(Updated to include comment from Carr)
House Minority Leader Brandon Woodard has removed Democratic state Rep. Ford Carr of Wichita from his leadership positions on two committees following an altercation last week at a downtown Topeka pub.
Woodard’s office announced the committee changes without comment explaining the leadership changes. Carr had been the ranking member on the legislative modernization and welfare reform committees.

Woodard replaced Carr as ranking member with state Rep. Alexis Simmons of Topeka on the legislative modernization committee.
Rep. Jarrod Ousley of Merriam will replace Carr as ranking member on the welfare reform committee.
Both changes start Feb. 3.
Carr still serves on the transportation and public safety budget committee and the child welfare and foster care committee.
In an interview, Carr said he will continue to serve on the legislative modernization and welfare reform committees but without the ranking title.
Carr said he had asked Woodard as early as Jan. 5 not to be named as a ranking member on those committees.
He said it was explained to him that he was being removed as ranking member because House Democratic leadership was running into questions from the media.
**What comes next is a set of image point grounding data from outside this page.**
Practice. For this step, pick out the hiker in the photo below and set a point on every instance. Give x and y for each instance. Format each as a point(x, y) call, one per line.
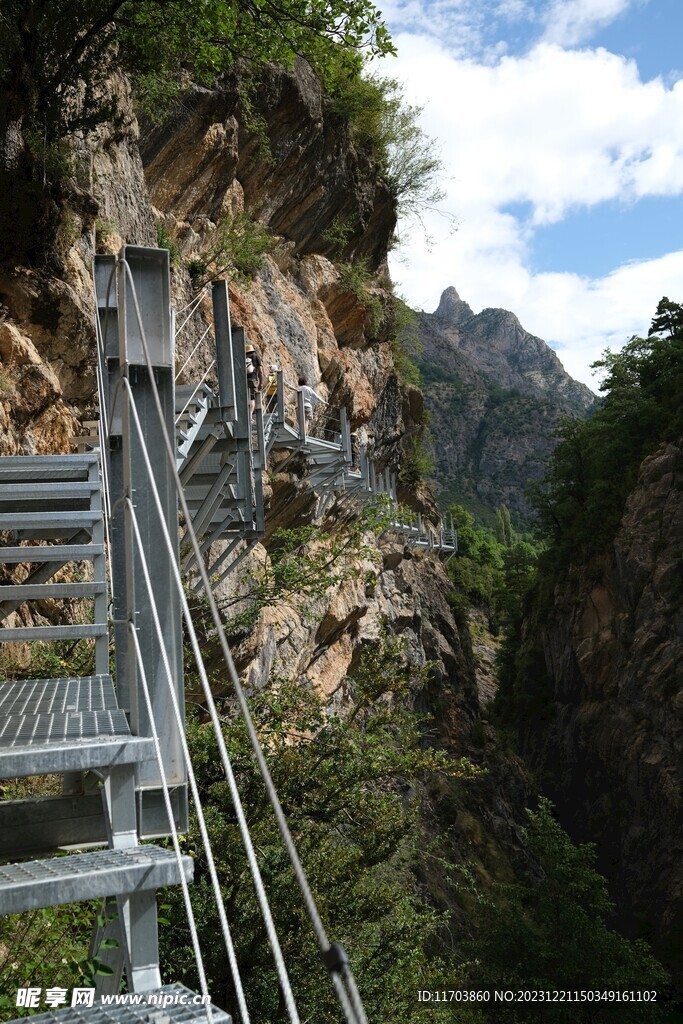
point(271, 383)
point(311, 399)
point(254, 375)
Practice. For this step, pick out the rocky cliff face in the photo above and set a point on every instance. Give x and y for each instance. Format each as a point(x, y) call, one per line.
point(495, 395)
point(205, 162)
point(609, 739)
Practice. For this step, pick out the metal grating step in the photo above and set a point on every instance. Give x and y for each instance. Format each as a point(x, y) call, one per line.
point(45, 757)
point(41, 591)
point(57, 881)
point(52, 553)
point(36, 696)
point(49, 520)
point(41, 469)
point(54, 491)
point(168, 1005)
point(73, 632)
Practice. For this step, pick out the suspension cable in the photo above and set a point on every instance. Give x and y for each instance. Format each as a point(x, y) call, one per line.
point(190, 771)
point(227, 768)
point(339, 973)
point(194, 303)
“Because they felt pressure from the press, they felt like they needed to put out an email or send a brief or something, saying, ‘Hey we’ve made some disciplinary changes,'” Carr said. “These aren’t disciplinary changes.
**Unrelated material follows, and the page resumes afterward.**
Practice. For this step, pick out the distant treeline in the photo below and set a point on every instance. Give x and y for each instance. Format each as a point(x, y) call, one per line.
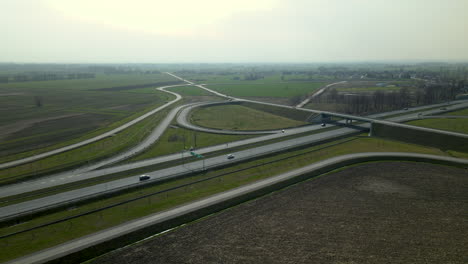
point(45, 77)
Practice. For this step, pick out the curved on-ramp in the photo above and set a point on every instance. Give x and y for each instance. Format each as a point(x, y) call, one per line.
point(99, 242)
“Shit, this is what I asked for back in January, back in the beginning of January, literally two weeks before we got here,” he said.
“But you frame it as it though you’re dishing out some sort discipline. I’ve got two words for that: weak leadership. That’s what it is.”
Last week, Carr made headlines when a video emerged showing an altercation he had with Wichita City Councilman Brandon Johnson at a downtown Topeka establishment.
The video shows Carr and Johnson in a profanity-laced argument at the Celtic Fox where onlookers tried to separate the two men while one lawmaker was shoved to the floor.
Carr acknowledge that racial slurs were exchanged in the confrontation.
“It really was just yelling and screaming and talk,” Carr said in an interview at the time. “There were no blows thrown.”
Carr said tensions escalated in a discussion he was having with Johnson over state and local funding for testing residents who learned a couple years ago about a chemical spill contaminating the groundwater beneath their homes near 29th and Grove in Wichita.
Democratic state Rep. Henry Helgerson of Eastborough was knocked to the floor when it appeared that he tried to separate Carr and Johnson from each other.
Carr acknowledge shoving Helgerson to the floor but said he didn’t realize it was the legislator as the argument ensued.
The Kansas Highway Patrol Capitol Police and the Topeka Police Department responded to a possible fight that night at the Celtic Fox.
When arriving at the scene, a Capitol police officer observed people walking away from the Celtic Fox.
The Capitol police officer was approached by a witness who advised there had been an argument between Carr and Johnson.
There were no arrests as a result of the incident, and no requests for any medical response.